Burn on rice from foliar N application. Photo: University of Arkansas

As has been common this time of year the past few years, there are recommendations being made to apply nitrogen (N) using a foliar spray application piggy-backed with a fungicide instead of applying urea at late boot to hybrid rice.

The reasoning is straightforward – it’s cheaper to add in a foliar N product if you’re already going across the field with a fungicide.  The problem is, there is no evidence to support that a foliar N product can supply the needed amounts of N that a urea application can.

For hybrid rice, we recommend applying 30 lb N/acre (65 lb urea) at late boot (flag leaf collar visible) up to beginning heading.  From midseason and beyond, rice is capable of taking up urea N with high efficiency (70% uptake).  Foliar applications of N products cannot supply these N rate levels.

A foliar N product containing 32% N can only deliver 3.2 lb N per gallon (for a product with a weight of 10 lb/gal).  Even if a foliar is taken up with the same high efficiency as urea, 70% of a 3.2 lb/gal foliar is just 2.2 lb N versus 70% uptake of 30 lb N as urea is 21 lb N.

Again, there are charts being sent around that suggest 1 lb N applied foliarly is equal to 5-10 lb N applied to soil.  This is false – a pound is a pound.
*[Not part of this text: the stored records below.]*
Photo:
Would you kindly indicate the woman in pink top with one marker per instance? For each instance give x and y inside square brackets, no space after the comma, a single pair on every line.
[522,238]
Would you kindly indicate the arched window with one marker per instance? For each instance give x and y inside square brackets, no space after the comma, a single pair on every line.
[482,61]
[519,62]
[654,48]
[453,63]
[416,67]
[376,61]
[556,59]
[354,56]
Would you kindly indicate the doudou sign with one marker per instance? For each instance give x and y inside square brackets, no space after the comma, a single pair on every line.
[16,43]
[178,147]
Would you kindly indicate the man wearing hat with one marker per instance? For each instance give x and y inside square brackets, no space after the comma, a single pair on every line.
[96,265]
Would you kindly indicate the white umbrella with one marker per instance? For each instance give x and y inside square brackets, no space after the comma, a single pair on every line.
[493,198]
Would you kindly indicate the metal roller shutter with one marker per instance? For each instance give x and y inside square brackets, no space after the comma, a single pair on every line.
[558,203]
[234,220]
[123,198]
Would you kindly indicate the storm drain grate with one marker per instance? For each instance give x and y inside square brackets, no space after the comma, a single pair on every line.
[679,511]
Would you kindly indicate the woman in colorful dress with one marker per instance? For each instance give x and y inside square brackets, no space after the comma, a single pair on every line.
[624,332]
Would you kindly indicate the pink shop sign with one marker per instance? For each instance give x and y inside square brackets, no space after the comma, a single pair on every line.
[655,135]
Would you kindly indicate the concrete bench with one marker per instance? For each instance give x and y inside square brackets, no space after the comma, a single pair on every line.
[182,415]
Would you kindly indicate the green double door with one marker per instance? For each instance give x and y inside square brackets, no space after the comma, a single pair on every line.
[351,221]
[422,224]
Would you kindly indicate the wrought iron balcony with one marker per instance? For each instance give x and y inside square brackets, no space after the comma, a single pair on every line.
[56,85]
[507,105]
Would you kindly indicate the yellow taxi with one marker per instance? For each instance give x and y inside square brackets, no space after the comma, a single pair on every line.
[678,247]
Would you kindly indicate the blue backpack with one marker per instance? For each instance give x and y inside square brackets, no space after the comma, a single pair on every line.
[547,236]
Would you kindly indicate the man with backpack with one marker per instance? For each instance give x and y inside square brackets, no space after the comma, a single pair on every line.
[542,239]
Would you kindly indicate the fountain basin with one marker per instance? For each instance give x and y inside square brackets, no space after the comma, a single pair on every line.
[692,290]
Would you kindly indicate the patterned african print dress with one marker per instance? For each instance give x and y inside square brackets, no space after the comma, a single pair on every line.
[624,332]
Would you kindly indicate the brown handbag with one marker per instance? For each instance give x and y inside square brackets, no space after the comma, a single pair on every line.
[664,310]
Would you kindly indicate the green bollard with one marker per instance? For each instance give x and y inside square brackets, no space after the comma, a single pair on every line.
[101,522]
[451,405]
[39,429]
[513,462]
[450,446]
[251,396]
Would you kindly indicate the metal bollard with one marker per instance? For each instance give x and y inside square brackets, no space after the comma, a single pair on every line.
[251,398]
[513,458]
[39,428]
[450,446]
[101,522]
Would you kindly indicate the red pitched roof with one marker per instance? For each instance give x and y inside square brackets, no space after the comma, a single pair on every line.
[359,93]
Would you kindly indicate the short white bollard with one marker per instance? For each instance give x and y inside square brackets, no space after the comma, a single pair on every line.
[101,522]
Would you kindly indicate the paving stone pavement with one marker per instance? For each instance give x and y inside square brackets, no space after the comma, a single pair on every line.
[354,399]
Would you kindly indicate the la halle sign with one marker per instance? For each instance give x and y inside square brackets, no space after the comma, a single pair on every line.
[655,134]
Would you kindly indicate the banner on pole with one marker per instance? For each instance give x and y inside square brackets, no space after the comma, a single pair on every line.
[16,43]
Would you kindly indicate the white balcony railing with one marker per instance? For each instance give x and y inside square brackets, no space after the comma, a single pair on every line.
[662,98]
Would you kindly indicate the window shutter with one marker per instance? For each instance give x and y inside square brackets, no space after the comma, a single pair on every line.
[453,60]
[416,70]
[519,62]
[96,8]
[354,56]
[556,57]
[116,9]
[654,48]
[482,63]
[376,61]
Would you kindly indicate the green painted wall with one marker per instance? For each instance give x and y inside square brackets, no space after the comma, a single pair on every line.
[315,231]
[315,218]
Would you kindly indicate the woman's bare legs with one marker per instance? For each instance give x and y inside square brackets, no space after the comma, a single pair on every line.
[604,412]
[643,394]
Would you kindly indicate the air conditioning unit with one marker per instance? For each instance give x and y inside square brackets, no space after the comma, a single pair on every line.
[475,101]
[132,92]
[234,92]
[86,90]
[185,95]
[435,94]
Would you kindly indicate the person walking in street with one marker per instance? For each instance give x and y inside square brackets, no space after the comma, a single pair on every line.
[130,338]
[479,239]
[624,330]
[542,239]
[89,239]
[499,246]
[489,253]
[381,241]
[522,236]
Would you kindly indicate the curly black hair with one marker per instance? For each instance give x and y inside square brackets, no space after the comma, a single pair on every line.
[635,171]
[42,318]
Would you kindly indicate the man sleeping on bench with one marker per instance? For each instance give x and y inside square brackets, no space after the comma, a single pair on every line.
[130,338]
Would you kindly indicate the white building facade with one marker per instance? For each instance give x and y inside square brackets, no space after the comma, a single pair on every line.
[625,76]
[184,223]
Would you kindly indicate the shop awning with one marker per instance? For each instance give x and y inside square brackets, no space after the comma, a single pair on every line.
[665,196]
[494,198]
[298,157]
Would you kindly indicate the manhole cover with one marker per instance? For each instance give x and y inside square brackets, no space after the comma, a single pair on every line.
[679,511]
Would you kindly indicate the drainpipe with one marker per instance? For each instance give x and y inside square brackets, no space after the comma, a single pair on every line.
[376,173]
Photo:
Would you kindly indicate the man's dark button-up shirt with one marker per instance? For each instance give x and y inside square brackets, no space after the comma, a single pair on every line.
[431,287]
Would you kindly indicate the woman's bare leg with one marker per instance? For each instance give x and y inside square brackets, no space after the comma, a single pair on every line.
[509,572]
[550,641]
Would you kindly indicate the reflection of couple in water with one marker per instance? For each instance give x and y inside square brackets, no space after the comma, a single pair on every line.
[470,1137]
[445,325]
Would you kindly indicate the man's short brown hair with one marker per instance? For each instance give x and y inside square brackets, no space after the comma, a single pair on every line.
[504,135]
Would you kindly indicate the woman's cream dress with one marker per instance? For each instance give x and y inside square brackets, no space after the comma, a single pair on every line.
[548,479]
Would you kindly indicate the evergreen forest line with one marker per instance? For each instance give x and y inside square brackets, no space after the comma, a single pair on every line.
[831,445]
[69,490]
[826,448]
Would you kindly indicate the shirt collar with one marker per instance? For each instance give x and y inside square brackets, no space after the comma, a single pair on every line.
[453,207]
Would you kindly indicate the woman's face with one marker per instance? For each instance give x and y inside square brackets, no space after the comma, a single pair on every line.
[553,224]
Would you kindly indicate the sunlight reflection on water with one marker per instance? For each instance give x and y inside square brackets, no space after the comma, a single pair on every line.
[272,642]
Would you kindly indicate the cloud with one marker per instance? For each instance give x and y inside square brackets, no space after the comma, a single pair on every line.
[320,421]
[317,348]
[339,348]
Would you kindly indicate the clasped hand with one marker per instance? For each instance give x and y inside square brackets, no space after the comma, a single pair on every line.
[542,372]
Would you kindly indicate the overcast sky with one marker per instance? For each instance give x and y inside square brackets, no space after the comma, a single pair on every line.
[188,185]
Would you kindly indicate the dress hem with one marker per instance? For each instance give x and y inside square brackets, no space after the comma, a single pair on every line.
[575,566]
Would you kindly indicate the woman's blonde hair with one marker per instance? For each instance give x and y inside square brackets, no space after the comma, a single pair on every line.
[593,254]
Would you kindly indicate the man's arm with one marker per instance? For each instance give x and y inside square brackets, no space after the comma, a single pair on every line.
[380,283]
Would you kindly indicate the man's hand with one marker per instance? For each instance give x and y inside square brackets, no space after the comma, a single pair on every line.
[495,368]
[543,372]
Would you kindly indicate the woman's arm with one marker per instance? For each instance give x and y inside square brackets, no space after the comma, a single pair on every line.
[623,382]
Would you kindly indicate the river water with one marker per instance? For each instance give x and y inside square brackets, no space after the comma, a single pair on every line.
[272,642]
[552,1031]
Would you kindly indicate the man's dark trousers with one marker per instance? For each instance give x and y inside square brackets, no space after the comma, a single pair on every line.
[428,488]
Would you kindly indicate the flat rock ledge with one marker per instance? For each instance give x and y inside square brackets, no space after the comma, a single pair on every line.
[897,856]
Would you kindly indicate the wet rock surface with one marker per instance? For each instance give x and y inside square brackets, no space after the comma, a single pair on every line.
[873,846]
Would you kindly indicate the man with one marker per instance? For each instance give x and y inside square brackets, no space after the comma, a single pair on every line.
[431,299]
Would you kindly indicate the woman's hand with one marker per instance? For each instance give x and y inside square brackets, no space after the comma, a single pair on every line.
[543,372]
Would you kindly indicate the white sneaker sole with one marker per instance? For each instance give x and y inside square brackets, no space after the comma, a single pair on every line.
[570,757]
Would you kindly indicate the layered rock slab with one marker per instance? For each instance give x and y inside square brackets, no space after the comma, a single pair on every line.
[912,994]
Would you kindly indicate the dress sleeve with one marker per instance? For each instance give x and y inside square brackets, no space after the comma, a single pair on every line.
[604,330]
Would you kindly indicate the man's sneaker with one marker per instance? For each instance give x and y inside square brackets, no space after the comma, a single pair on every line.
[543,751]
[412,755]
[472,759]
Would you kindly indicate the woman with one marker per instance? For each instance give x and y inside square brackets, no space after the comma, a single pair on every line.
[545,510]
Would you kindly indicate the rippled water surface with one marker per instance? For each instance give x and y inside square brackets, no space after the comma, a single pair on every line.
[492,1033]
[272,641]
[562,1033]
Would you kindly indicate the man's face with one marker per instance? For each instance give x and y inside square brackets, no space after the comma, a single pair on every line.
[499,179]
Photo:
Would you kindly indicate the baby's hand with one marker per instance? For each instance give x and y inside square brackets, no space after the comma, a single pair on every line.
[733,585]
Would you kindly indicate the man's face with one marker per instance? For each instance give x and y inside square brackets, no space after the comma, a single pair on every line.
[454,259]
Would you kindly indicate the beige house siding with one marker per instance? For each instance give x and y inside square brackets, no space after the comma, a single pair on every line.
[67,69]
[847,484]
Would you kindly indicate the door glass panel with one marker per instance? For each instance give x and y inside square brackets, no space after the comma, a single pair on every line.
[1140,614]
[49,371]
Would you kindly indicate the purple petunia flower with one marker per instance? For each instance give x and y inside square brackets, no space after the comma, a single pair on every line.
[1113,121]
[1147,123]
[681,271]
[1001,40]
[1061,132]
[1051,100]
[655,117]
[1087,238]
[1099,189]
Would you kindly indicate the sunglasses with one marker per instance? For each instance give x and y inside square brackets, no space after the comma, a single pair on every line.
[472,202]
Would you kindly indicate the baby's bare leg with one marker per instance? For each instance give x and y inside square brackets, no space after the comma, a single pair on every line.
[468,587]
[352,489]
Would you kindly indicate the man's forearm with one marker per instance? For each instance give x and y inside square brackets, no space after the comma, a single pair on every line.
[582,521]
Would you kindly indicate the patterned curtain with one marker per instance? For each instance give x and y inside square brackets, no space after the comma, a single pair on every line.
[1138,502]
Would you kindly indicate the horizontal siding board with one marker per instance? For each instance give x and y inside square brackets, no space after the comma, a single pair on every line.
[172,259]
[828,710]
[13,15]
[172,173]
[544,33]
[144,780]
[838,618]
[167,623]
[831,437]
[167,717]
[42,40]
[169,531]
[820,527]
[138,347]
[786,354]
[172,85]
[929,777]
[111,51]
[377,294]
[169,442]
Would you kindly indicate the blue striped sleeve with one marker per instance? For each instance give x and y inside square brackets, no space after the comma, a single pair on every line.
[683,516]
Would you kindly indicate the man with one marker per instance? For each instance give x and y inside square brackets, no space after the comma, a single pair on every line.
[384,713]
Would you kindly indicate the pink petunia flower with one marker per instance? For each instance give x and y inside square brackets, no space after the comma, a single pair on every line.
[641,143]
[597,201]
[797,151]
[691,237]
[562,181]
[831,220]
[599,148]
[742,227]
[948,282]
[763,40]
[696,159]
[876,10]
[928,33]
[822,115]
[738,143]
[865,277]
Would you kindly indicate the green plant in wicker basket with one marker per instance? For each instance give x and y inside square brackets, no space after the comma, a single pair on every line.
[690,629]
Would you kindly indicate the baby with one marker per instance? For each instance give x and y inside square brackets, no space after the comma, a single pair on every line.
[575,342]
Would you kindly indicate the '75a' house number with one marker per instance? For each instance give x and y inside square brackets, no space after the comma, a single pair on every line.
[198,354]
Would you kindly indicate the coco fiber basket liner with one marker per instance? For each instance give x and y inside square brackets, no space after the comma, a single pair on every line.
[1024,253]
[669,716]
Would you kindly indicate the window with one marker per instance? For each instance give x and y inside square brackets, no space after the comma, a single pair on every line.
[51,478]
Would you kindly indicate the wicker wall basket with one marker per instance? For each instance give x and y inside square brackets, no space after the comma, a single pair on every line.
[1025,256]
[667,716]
If you attempt to increase the rate of a foliar N product to compete with urea, then you have the issue of it becoming very cost-prohibitive, and the chances of severe foliar burn to rice increase.  Stick with urea for the late boot application on hybrids – years of data show increases in grain yield, head rice, and total rice.  Each of these increases alone is small but put together generate a nice return on investment for the urea application.